Hoje vivo em Viena, na Áustria, sou membro da Câmara do Comércio de Viena, tenho meu registro de profissional autônomo, planejo me especializar ainda mais nas áreas em que traduzo (jogos e aplicativos, recursos humanos e turismo) e percebo cada vez mais como o universo tradutório é, além de ilimitado, de uma fascinação infindável.

Rafael Pescarolo de Carvalho é tradutor de inglês e português e reside em Viena, Áustria.
Proz | Skype: rafa.pes.car

Minha história: Sheila Gomes

Quando ainda vivia em Joinville/SC (onde nasci e morei até os 41 anos), era tradutora em uma empresa de TI. Mas não estava satisfeita nem com o desafio nem com o salário, que complementava ensinando e traduzindo por conta própria. Venho de uma família de empreendedores, e já tive mais de um negócio próprio, então resolvi investir na carreira de tradutora e fui atrás de informações.
Decidi ser mais ativa em fóruns, comecei o meu próprio blog, sempre que tinha oportunidade oferecia ajuda aos colegas e participava de eventos on-line e presenciais.

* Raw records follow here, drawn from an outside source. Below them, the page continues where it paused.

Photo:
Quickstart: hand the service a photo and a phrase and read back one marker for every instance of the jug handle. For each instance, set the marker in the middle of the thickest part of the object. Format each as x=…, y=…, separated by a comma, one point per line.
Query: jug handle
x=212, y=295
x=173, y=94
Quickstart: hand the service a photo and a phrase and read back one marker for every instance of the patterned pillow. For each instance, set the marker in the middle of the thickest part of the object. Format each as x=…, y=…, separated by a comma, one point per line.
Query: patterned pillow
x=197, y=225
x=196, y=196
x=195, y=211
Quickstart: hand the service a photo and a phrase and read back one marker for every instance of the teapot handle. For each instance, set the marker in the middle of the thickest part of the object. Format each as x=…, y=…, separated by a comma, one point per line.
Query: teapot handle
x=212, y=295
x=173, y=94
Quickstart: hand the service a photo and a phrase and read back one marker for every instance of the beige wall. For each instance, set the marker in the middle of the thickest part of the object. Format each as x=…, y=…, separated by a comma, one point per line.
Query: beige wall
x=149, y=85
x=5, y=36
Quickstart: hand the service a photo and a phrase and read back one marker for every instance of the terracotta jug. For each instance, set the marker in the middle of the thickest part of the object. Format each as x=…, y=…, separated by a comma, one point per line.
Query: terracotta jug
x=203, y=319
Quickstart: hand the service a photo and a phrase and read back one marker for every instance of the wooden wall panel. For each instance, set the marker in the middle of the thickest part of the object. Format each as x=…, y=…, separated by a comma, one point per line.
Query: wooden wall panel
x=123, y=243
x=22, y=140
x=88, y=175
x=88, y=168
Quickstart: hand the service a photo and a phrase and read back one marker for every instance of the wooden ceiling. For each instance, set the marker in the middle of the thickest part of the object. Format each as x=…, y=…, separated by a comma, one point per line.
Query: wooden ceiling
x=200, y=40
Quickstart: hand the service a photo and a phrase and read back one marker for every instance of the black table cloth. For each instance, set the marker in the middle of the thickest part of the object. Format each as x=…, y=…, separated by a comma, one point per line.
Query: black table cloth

E foi graças à disposição das pessoas que compartilhavam seu conhecimento na Internet e também nos encontros que aprendi o que precisava para me “assumir”, sair da empresa e virar tradutora independente em tempo integral. Fui construindo minha carreira, e o primeiro grande sonho realizado por conta disso foi a mudança para Curitiba, há um ano e dois meses.

Fiz alguns bons amigos no meio, e fui convidada para ser uma das moderadoras do grupo Tradutores / Intérpretes no Facebook. O grupo tem um fluxo de entrada constante de novos membros, muitos deles iniciantes, com dúvidas sobre a carreira. E também de profissionais já estabelecidos, com muita boa vontade em ajudar. A conversa é rica, mas o modelo de interação do Facebook não é muito favorável e havia muita repetição das mesmas dúvidas.

Tive então uma ideia para concentrar as respostas à dúvidas, falei com alguns colegas no grupo, que toparam a empreitada e juntos formamos o TIME – Tradutores e Intérpretes Multiplicando Experiências, com o qual até hoje eu organizo apresentações gratuitas, feitas por membros do grupo, sobre temas ligados à profissionalização do tradutor.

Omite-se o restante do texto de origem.